Gerken nonetheless appeared to rule out disciplining any students. "Had the protesters shut down the event, our course of action would have been straightforward—the offending students without question would have been subject to discipline," Gerken said, but "in accordance with the University’s free expression policy, which includes a three-warning protocol, those protesting exited the room after the first warning, and the event went forward."
That warning came from Kate Stith, a Yale Law professor who was heckled for telling the protesters to "grow up." Gerken said that Stith and "other members of the staff should not have been treated as they were."
Yale Law School did not respond to a request for comment.
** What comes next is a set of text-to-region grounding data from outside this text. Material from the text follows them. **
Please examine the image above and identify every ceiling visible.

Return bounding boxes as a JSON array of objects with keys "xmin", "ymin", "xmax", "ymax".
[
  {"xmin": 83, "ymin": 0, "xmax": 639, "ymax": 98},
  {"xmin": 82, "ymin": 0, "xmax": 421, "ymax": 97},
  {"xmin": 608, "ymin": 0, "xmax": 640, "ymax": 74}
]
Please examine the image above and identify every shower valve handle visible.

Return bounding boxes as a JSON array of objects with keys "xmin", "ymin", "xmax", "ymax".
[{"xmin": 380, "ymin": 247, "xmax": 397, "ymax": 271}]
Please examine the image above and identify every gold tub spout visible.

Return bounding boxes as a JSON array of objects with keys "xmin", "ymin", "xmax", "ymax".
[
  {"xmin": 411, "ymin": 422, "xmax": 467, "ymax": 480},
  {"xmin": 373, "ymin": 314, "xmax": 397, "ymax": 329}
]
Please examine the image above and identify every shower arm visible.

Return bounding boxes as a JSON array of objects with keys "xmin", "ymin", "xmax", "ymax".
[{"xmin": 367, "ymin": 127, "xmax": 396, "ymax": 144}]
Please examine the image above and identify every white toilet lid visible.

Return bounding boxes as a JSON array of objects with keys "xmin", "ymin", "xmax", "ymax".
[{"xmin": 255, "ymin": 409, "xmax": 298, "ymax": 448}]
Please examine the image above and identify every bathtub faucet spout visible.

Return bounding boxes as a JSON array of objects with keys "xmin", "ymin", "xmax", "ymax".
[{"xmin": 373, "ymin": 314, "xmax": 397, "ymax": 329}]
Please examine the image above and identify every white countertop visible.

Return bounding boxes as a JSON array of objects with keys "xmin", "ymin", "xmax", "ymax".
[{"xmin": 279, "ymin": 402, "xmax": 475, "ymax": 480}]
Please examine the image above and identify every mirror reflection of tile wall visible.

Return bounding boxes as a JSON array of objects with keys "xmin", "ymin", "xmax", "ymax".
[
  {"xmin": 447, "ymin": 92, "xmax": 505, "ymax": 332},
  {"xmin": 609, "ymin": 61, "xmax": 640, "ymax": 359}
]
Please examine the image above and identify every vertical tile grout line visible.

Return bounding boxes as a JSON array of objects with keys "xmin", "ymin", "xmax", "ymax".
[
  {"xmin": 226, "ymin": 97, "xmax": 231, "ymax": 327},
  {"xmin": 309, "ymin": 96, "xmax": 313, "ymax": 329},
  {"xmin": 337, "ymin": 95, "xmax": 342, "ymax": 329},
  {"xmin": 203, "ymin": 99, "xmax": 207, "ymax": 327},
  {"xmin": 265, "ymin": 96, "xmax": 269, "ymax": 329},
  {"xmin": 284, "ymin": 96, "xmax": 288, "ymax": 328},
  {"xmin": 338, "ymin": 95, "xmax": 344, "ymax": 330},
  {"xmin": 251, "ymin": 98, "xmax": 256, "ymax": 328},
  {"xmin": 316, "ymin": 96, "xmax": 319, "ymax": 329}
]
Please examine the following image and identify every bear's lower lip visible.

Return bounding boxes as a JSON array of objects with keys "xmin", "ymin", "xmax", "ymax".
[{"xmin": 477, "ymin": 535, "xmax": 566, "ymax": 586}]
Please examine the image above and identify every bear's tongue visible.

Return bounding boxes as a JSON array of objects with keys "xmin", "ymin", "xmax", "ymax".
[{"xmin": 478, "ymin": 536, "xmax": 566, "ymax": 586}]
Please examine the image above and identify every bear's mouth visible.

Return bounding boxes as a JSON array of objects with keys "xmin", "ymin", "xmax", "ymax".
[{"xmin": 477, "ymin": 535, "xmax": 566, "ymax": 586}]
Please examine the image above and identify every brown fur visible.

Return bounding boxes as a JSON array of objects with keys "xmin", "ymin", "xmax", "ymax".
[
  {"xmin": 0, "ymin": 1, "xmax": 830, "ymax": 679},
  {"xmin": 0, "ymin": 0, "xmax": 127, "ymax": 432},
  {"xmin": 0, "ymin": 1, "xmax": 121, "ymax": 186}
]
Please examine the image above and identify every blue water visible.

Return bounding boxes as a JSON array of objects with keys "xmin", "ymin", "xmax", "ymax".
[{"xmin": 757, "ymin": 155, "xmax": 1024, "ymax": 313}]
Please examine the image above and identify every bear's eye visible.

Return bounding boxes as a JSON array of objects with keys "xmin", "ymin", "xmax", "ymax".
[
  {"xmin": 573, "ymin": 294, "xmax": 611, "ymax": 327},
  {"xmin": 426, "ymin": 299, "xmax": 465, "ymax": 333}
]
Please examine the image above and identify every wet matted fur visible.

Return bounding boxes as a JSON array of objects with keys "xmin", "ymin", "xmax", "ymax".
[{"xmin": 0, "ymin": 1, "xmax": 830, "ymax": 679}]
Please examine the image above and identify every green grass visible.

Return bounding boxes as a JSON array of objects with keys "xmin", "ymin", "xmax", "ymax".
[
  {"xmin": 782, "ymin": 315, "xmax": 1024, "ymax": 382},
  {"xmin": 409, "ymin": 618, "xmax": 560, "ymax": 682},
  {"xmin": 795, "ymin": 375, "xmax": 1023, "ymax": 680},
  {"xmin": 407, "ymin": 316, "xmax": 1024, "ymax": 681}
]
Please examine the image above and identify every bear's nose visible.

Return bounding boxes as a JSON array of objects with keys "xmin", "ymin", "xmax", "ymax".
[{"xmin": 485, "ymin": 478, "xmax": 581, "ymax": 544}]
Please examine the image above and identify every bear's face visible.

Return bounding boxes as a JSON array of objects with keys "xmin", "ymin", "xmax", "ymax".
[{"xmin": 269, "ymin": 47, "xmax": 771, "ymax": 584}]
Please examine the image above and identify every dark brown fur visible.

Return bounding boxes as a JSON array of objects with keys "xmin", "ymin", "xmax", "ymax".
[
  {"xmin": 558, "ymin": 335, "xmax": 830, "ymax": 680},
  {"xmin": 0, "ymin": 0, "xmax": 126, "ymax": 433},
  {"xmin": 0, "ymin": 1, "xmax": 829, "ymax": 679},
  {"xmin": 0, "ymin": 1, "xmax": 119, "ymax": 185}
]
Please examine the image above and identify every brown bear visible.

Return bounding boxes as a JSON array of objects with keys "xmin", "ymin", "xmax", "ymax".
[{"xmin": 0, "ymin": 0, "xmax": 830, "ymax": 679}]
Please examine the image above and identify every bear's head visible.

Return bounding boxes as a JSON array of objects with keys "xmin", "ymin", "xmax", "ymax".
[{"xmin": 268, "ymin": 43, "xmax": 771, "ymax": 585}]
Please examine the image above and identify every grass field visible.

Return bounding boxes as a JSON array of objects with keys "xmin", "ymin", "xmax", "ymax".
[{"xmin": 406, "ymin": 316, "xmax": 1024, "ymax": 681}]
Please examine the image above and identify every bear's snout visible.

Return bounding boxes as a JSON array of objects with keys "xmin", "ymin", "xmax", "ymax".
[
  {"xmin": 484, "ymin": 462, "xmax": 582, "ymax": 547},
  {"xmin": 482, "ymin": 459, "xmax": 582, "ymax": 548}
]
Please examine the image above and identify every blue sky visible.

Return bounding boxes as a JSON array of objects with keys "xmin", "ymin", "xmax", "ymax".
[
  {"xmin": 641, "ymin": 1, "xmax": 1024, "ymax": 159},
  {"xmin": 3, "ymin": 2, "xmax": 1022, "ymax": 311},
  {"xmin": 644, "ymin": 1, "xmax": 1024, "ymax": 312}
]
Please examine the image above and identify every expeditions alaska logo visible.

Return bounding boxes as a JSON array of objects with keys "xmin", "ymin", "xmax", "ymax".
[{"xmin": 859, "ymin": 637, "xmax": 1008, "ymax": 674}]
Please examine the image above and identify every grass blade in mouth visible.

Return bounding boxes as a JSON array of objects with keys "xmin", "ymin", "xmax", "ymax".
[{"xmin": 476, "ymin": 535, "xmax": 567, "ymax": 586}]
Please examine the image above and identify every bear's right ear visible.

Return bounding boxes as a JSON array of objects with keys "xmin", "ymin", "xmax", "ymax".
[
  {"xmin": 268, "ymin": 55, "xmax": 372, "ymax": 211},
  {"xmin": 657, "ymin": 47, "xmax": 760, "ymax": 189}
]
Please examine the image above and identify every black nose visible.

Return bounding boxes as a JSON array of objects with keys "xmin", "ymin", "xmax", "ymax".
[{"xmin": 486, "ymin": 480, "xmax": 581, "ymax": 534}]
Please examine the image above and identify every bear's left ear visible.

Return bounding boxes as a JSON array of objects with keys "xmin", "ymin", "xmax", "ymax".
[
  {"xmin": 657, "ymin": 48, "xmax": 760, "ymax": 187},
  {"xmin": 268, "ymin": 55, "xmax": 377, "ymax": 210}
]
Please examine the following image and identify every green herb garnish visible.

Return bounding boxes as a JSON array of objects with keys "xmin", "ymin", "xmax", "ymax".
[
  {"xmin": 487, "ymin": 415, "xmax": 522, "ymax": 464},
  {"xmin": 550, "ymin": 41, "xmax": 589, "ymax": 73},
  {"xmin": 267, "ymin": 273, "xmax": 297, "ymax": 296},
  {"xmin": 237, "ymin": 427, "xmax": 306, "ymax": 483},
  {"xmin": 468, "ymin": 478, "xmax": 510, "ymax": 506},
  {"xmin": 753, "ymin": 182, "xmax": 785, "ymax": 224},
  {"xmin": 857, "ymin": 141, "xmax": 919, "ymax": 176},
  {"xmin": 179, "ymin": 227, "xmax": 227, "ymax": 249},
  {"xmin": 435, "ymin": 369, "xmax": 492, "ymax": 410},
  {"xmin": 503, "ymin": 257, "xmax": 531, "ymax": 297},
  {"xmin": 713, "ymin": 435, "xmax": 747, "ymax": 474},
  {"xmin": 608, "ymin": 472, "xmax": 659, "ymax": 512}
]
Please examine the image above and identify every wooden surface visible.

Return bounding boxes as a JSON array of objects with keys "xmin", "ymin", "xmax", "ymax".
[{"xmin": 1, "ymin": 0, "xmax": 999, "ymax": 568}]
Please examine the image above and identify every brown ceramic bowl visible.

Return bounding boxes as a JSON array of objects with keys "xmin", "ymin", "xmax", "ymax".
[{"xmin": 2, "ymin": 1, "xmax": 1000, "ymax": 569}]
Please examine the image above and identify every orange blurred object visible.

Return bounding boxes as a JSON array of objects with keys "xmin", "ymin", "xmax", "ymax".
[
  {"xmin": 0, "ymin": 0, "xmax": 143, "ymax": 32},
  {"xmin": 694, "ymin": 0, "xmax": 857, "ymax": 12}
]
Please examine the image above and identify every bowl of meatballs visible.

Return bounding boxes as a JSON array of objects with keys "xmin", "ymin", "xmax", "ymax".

Gerken’s intervention comes amid mounting pressure, at Yale and beyond, to take a stronger stand in defense of free expression. According to Original Jurisdiction’s David Lat, several professors wanted Gerken to confront the protesters herself when the protest disrupted a faculty meeting she was in. Lat, himself a graduate of Yale Law, wrote an open letter lambasting Gerken’s "failure of leadership," including her failure to say anything publicly about the incident over a week after it transpired.
"It’s your job to tell tough truths, lay down the law, and enforce policies, even if it makes you unpopular," Lat said. "So make the opponents of free speech fear you."
Gerken defended her slow response by taking a swipe at the media outlets, such as the Free Beacon, that covered the protest.
"In our statement-hungry culture, university leaders are constantly asked to be referees, encouraging our students to appeal to a higher authority rather than to engage with one another and tempting outsiders to enlist academic institutions in their own political agendas," Gerken wrote. "Statements are expected instantly from institutions whose core values include deliberation and due process—values that are essential where, as here, the reporting has been so contradictory."
The only report that contradicted the Free Beacon’s original story was from Slate’s Mark Joseph Stern, who claimed the panel remained audible and did not require a police escort. Subsequent audio recordings of the event—and now Gerken’s own statement acknowledging the panel was disrupted—contradict both claims.